Toutefois, les patients qui courent le plus de risques de développer une thrombose veineuse ou une embolie pulmonaire sont ceux qui sont hospitalisés, surtout lorsqu’ils subissent une intervention chirurgicale. En effet, la chirurgie, surtout lorsqu’elle est lourde, implique une immobilité, peu propice à un bon retour veineux du sang vers le c£ur avec, de surcroît, un sang plus épais qui stagne davantage dans les veines. De plus, souvent, lors de l’opération, des dégâts sont commis sur la veine, ce qui accroît le risque de phénomène anti-inflammatoire à l’endroit lésé.

Elle passe souvent inaperçue

Certes, ces circonstances à risques sont connues des médecins (et, en particulier, des hématologues). Pourtant, selon la récente étude Vitae, menée dans six pays européens, l’ensemble des services hospitaliers feraient bien de se méfier davantage de ce type d’affections. Ils peuvent en effet les prévenir par une thérapie adaptée, c’est-à-dire une prise d’anticoagulants (héparine) qui fluidifie le sang et facilite le retour veineux.  » Or, d’après Vitae, en chirurgie générale, 19 malades sur 100 présentaient des caillots. Pour 7 %, il s’agissait de gros caillots qui ont provoqué 7 % d’embolies pulmonaires, fatales dans 1,6 % des cas, constate le Pr Hermans. Plus étonnant et plus dramatique encore : en orthopédie, où l’on sait que les poses de prothèse du genou ou de la hanche suscitent souvent de tels problèmes, environ 50 % des patients avaient des caillots, souvent silencieux, c’est-à-dire sans symptôme apparent, mais pas moins anodins. Toujours selon cette étude, à peine 40 % des patients chirurgicaux en situation clinique à risques recevraient un traitement susceptible de les protéger le plus possible. Enfin, les malades hospitalisés en médecine interne ne sont pas épargnés : chez eux aussi, les risques de thrombose veineuse sont bien présents.  »

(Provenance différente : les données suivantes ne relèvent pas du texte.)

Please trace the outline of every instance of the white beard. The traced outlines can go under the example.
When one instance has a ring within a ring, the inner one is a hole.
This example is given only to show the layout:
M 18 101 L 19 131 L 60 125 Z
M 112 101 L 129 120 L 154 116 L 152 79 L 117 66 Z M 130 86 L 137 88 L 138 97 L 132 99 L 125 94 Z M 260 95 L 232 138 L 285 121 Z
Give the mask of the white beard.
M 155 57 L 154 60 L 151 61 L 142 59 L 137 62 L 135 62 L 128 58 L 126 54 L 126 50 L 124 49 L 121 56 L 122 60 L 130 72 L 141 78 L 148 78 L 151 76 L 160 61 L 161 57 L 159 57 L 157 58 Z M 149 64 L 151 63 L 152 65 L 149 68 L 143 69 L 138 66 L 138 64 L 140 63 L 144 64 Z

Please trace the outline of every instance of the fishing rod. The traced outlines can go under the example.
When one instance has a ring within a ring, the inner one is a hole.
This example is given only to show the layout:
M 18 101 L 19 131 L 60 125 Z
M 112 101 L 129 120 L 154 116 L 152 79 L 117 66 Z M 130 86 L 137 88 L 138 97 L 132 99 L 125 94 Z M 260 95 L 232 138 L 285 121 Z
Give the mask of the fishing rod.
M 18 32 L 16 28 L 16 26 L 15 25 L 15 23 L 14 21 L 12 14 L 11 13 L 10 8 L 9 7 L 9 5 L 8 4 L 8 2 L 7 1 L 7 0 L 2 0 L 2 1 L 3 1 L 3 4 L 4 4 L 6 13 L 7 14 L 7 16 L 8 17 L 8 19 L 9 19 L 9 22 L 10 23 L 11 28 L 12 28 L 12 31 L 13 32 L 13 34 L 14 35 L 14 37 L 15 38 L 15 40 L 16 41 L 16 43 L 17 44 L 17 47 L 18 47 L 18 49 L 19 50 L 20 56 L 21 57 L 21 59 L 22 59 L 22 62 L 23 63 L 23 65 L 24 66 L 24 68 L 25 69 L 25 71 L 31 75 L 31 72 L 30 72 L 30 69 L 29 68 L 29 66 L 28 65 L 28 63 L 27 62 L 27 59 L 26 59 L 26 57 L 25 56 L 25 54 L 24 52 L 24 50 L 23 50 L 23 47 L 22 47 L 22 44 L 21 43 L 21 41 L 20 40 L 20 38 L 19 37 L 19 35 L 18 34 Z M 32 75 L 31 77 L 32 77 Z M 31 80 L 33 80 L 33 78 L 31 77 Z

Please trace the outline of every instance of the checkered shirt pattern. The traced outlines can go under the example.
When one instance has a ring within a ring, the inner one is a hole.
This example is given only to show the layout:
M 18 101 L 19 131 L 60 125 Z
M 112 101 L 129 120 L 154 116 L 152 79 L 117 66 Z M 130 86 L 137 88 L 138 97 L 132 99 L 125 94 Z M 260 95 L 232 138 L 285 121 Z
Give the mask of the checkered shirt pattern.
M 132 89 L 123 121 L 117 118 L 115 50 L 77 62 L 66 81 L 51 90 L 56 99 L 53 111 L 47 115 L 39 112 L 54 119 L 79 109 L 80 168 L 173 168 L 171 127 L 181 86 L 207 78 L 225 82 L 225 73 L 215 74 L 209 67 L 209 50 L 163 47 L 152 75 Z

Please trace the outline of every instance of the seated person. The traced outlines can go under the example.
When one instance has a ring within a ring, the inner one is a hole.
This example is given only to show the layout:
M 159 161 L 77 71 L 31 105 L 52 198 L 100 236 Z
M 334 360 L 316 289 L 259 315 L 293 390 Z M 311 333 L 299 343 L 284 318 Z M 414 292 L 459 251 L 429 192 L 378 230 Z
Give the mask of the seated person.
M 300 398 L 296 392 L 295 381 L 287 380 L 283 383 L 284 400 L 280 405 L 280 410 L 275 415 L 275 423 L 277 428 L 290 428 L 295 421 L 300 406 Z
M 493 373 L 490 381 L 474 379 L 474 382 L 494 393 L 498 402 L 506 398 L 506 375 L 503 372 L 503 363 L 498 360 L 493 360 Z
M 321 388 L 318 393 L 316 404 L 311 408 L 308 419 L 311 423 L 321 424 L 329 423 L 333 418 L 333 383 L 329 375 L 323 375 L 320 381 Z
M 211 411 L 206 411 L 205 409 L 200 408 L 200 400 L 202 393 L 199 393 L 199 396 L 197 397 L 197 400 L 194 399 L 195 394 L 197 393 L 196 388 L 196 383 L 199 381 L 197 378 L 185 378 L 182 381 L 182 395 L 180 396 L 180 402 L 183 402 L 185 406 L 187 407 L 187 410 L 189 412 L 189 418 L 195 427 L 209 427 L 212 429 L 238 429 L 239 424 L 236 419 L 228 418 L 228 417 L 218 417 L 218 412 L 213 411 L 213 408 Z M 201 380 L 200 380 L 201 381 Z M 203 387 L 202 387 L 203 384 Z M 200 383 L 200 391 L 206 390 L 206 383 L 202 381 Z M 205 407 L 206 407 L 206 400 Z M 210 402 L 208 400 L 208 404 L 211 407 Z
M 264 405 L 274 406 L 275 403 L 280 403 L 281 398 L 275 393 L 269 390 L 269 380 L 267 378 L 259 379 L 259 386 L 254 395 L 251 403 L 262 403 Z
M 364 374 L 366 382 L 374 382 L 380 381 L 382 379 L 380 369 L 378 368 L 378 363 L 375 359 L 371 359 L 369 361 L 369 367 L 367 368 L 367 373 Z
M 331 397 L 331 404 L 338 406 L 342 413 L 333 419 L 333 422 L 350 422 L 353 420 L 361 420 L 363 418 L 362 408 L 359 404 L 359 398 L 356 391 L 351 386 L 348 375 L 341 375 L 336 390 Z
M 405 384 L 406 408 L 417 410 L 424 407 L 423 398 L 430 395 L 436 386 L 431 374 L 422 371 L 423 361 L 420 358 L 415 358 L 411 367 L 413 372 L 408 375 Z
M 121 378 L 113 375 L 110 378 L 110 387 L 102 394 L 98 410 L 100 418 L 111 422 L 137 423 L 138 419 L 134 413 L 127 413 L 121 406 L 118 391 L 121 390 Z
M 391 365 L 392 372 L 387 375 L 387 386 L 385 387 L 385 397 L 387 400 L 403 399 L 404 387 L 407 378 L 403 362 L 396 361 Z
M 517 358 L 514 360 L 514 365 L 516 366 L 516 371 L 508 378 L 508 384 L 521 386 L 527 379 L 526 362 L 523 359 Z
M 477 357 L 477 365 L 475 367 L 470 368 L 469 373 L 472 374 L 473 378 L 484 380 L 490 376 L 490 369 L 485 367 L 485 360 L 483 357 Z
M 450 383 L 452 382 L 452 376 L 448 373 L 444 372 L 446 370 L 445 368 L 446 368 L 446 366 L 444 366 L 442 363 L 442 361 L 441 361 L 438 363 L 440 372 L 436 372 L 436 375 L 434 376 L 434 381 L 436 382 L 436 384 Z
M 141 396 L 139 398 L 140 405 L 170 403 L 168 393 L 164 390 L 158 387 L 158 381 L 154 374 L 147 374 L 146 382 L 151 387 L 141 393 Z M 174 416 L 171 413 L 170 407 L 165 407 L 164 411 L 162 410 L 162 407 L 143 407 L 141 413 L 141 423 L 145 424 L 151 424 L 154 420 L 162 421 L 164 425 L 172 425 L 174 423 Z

En fait, que ce soit à l’hôpital ou en ambulatoire, bien souvent, faute de signes évidents, la thrombose passe inaperçue.  » Il n’est pas rare qu’une thrombose veineuse n’entraîne aucun signe ! précise le Pr Hermans. Elle peut cependant se manifester par une raideur à la jambe, un gonflement, une impression de chaleur ou une douleur ou d’autres symptômes peu évocateurs de la présence d’un caillot et qui peuvent égarer le diagnostic. Quant à un essoufflement inhabituel avec une douleur à la poitrine, il n’est que rarement associé, dans l’esprit de celui qui les ressent, à une possibilité d’embolie pulmonaire, pourtant mortelle.  »

 » Lorsque l’on a déjà souffert d’une thrombose ou d’une embolie, le risque d’en subir à nouveau est accru. Les personnes à risques doivent donc penser à en parler systématiquement aux médecins, à charge pour eux de mettre en place une attitude de prévention thérapeutique offensive « , commente l’hématologue. Loin de lui l’idée de se mettre à traquer tous les patients hospitalisés pour les mettre tous sous anticoagulants. Mais, de manière générale, il y aurait sans doute moyen de mieux protéger ceux chez qui un incident thrombotique peut être suspecté ou redouté.  » Si on reste alité chez soi avec une pneumonie pendant dix jours et que l’on a eu une thrombose dix ans auparavant, le médecin doit en être informé afin de prendre les mesures de prudence qui s’imposent « , précise-t-il. En France, d’ici à 2008, une baisse de 15 % des thromboses veineuses, fardeau de santé publique, fait partie des objectifs officiels de santé publique.